For the simulation I've tried pyPENELOPE, CASINO, DTSA-II and CalcZAF. CASINO doesn't give me the spectrum but maybe I could use the emitted intensities and put them in CalcZAF, is this a correct procedure?
Hi Walter,
If they output the emitted intensities, then yes, you can calculate the unknown composition by using the unknown emitted intensity (and also the emitted intensity from a standard) and form a k-ratio and input that into CalcZAF. Remember, the k-ratio must be constructed using the *net* emitted intensities, that is, the unknown and standard emitted intensities must be background corrected.
DTSA-II for now is my favourite, even if I've found that if I put its k-ratio in CalcZAF the results are better, anyone have noted that?
I'm not an expert with DTSA-II (Nicholas Ritchie) or PyPenelope (Philippe Pinard), so I can't really say. However I should point out that the CalcZAF installation also comes with the Standard.exe app which contains a full implementation of Penelope/Penepma (it's essentially the same FORTRAN) as shown here:
http://probesoftware.com/smf/index.php?topic=202.msg5378#msg5378I've excluded pyPENELOPE because I'm not able to extract the k-ratios and the spectrum doesn't look like real because the peaks look like lines.
pyPenelope is a GUI for Penelope/Penepma and the calculation shows the natural widths of the lines, which are much higher resolution than what you see with EDS detectors. The Penepma GUI in Standard.exe (part of CalcZAF) will show the same natural widths of the emitted lines. But the peak widths don't matter. In fact the emitted (net) intensities from pyPenelope/Penepma are output to a file called pe-intens-01.dat. So just run a Penelope/Penepma simulation for the unknown and standard compositions, ratio the emitted net intensities from the pe-intens-01.dat files and you have your k-ratio for quantification.
I'd like to understood better the workflow behind the EDS quantification, that in general should be: spectrum -> k-ratio -> ZAF correction -> quantification. The physics and algorithms behind the spectrum simulation can wait for now, I just need to know the essentials. I've not understood how to manually calculate the k-ratios: I should use peak intensity (height), peak area (I think so), or something else (I've read something about Top-Hat filter)? I've read something about the ZAF correction and it doesn't seem to be something easy, well defined and unequivocal. That's right?

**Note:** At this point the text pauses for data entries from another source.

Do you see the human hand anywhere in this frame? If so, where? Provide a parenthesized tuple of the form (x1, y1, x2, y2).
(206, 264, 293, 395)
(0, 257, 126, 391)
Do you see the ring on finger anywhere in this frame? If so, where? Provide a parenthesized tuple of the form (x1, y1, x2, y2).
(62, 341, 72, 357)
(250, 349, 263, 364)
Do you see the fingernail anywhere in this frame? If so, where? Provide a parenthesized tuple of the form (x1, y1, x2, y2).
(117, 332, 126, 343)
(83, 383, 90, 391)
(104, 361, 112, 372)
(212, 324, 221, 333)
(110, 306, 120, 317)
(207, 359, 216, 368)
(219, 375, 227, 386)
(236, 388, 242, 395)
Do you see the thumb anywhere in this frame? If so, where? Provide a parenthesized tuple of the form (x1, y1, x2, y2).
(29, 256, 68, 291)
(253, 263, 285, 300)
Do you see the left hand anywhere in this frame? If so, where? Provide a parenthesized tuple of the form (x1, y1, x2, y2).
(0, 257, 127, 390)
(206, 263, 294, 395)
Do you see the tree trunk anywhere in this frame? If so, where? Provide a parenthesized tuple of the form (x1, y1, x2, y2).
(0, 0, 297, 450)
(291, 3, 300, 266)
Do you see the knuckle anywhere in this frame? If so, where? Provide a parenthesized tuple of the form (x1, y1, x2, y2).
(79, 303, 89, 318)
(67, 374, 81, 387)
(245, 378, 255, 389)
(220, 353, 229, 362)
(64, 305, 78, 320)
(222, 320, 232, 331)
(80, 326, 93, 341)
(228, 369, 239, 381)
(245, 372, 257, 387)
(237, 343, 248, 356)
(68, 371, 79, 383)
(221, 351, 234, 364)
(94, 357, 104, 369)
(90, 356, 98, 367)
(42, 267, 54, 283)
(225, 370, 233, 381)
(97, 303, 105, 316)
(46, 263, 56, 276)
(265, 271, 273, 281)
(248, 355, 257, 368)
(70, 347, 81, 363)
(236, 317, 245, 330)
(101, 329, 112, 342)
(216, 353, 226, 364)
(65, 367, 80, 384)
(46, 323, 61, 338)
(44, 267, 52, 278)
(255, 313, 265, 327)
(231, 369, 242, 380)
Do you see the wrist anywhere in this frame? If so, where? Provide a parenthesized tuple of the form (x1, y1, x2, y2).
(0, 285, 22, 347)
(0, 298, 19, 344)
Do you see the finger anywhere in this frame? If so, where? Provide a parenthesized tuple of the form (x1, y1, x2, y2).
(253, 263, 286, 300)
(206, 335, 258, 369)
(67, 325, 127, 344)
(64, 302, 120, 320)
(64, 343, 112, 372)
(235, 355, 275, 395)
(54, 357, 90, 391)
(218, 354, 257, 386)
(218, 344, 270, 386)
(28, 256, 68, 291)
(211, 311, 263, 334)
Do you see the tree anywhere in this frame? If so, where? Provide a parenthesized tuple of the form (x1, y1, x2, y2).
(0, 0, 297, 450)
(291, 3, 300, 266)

That's basically it, but I would say the steps are: spectrum simulation, obtain net emitted intensities (unk and std), ratio them, perform quantification. Now the quantification could be ZAF, could be phi-rho-z, could even be the fast Monte Carlo method in CalcZAF! You will note that there are 10 ZAF and phi-rho-z quantification methods in CalcZAF, that give 10 different results (not to mention which mass absorption coefficients utilized), so yes, they are certainly not "easy, well defined and unequivocal"!

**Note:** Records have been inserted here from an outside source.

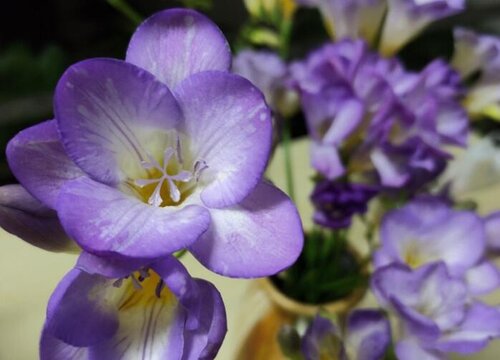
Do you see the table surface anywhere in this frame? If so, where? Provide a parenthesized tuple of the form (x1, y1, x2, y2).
(1, 138, 499, 359)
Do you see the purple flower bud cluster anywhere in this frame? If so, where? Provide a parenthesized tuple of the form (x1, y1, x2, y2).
(311, 181, 377, 229)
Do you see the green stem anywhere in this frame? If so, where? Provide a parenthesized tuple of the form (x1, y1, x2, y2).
(107, 0, 143, 26)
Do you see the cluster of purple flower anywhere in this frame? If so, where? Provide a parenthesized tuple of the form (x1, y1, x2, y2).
(0, 9, 304, 359)
(288, 39, 466, 229)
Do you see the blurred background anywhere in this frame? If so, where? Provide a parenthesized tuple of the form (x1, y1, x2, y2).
(1, 0, 500, 185)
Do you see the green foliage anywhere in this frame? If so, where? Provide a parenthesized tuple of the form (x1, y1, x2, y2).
(272, 229, 368, 304)
(179, 0, 213, 11)
(0, 44, 67, 101)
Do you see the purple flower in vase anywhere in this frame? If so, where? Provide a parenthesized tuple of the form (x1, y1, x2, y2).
(41, 254, 226, 359)
(310, 180, 378, 229)
(372, 263, 500, 358)
(6, 9, 303, 278)
(296, 0, 387, 45)
(301, 310, 391, 360)
(290, 40, 467, 191)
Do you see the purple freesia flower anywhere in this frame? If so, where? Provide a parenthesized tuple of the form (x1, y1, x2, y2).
(291, 39, 467, 190)
(301, 310, 391, 360)
(6, 9, 303, 278)
(372, 263, 500, 358)
(373, 197, 485, 277)
(40, 254, 226, 359)
(310, 180, 378, 229)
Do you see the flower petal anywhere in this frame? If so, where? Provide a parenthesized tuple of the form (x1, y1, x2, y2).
(434, 302, 500, 354)
(57, 177, 210, 259)
(126, 8, 231, 89)
(55, 58, 181, 185)
(311, 142, 345, 180)
(6, 120, 84, 209)
(465, 261, 500, 296)
(175, 71, 272, 208)
(484, 211, 500, 251)
(345, 310, 391, 360)
(40, 330, 89, 360)
(190, 180, 303, 278)
(45, 269, 119, 347)
(0, 184, 75, 252)
(89, 257, 226, 359)
(154, 257, 227, 359)
(395, 339, 444, 360)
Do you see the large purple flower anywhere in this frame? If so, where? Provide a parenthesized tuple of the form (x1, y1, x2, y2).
(6, 9, 303, 278)
(301, 310, 391, 360)
(372, 263, 500, 358)
(40, 254, 226, 359)
(290, 39, 467, 190)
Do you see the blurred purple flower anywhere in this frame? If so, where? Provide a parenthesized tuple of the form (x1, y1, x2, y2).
(372, 263, 500, 358)
(373, 197, 485, 277)
(302, 310, 391, 360)
(291, 39, 467, 190)
(6, 9, 303, 278)
(452, 28, 500, 120)
(233, 50, 297, 117)
(296, 0, 386, 45)
(41, 254, 226, 360)
(297, 0, 464, 54)
(452, 28, 500, 79)
(380, 0, 465, 55)
(311, 181, 378, 229)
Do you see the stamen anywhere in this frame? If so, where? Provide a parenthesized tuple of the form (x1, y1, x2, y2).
(155, 279, 165, 298)
(176, 133, 184, 165)
(133, 137, 207, 206)
(193, 160, 209, 182)
(113, 278, 124, 288)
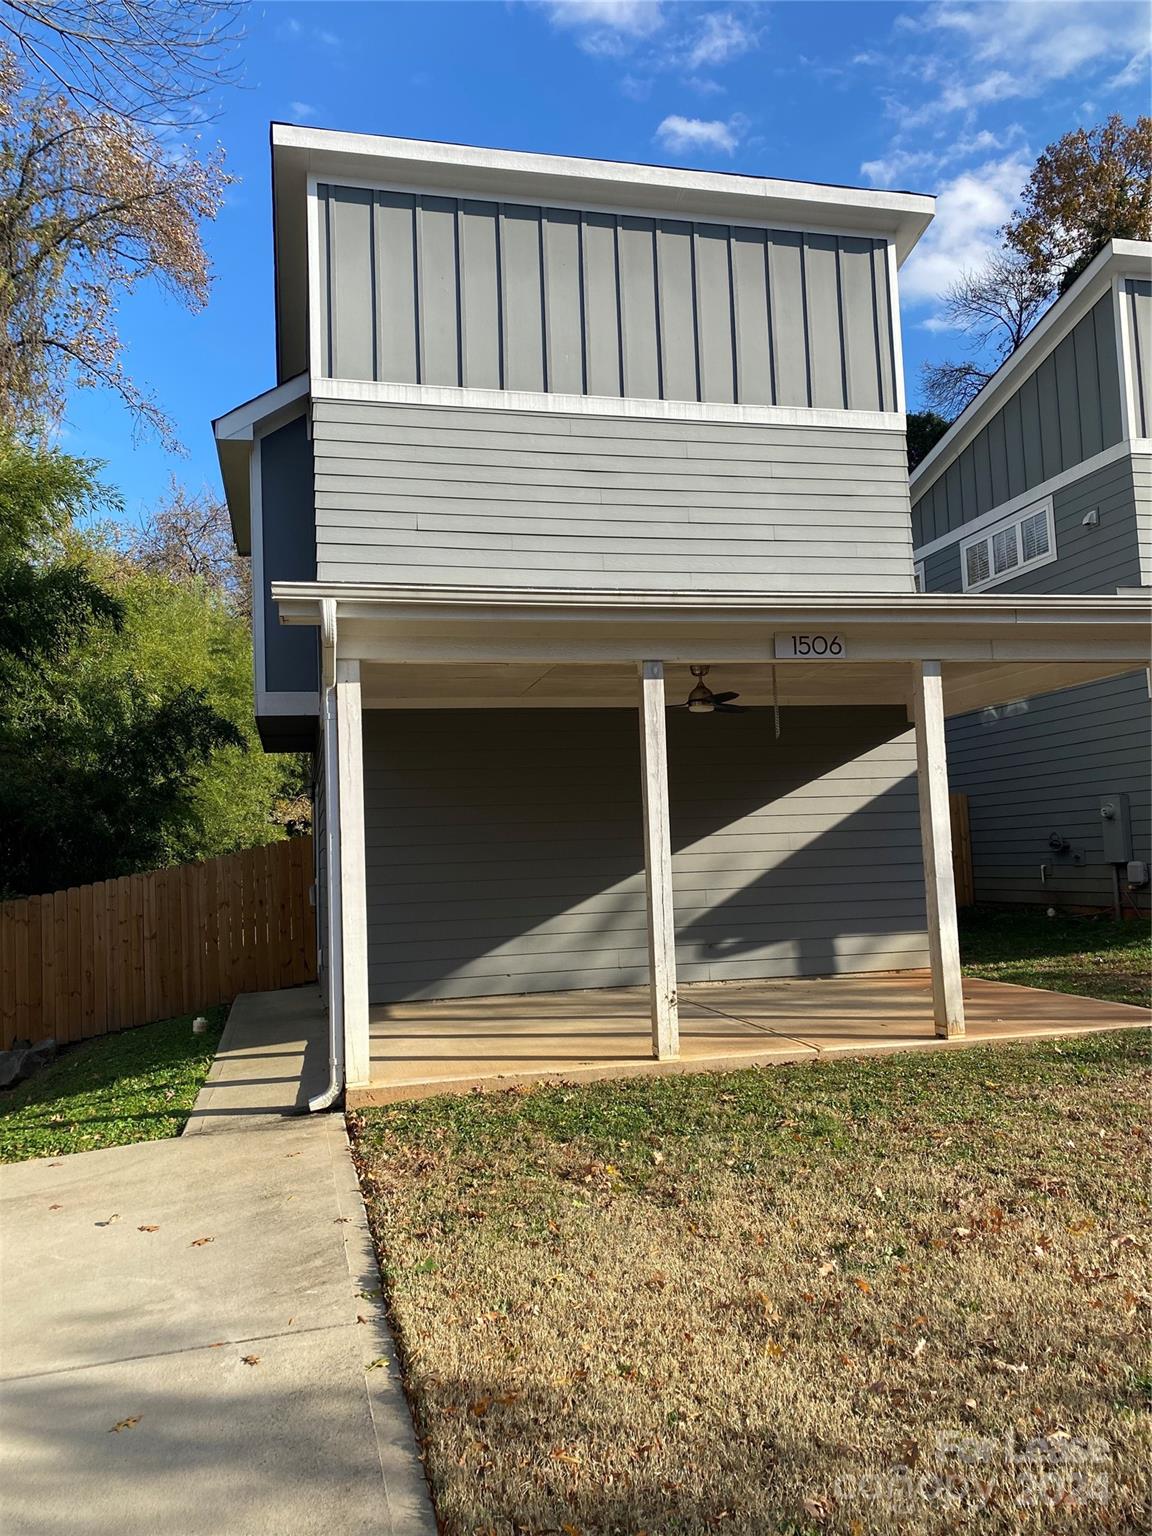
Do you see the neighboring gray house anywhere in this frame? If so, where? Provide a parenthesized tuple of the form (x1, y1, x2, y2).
(911, 240, 1152, 915)
(214, 127, 1148, 1100)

One last point. For simulating standard intensities I always just use pure elements, that way one doesn't have to calculate a standard k-factor. Using a compound standard would force one to calculate the matrix effects for that standard composition, and that requires additional assumptions about the physics. That is, for pure element standards, the standard k-factor is always 1.0, so just use pure element standards for these simulations.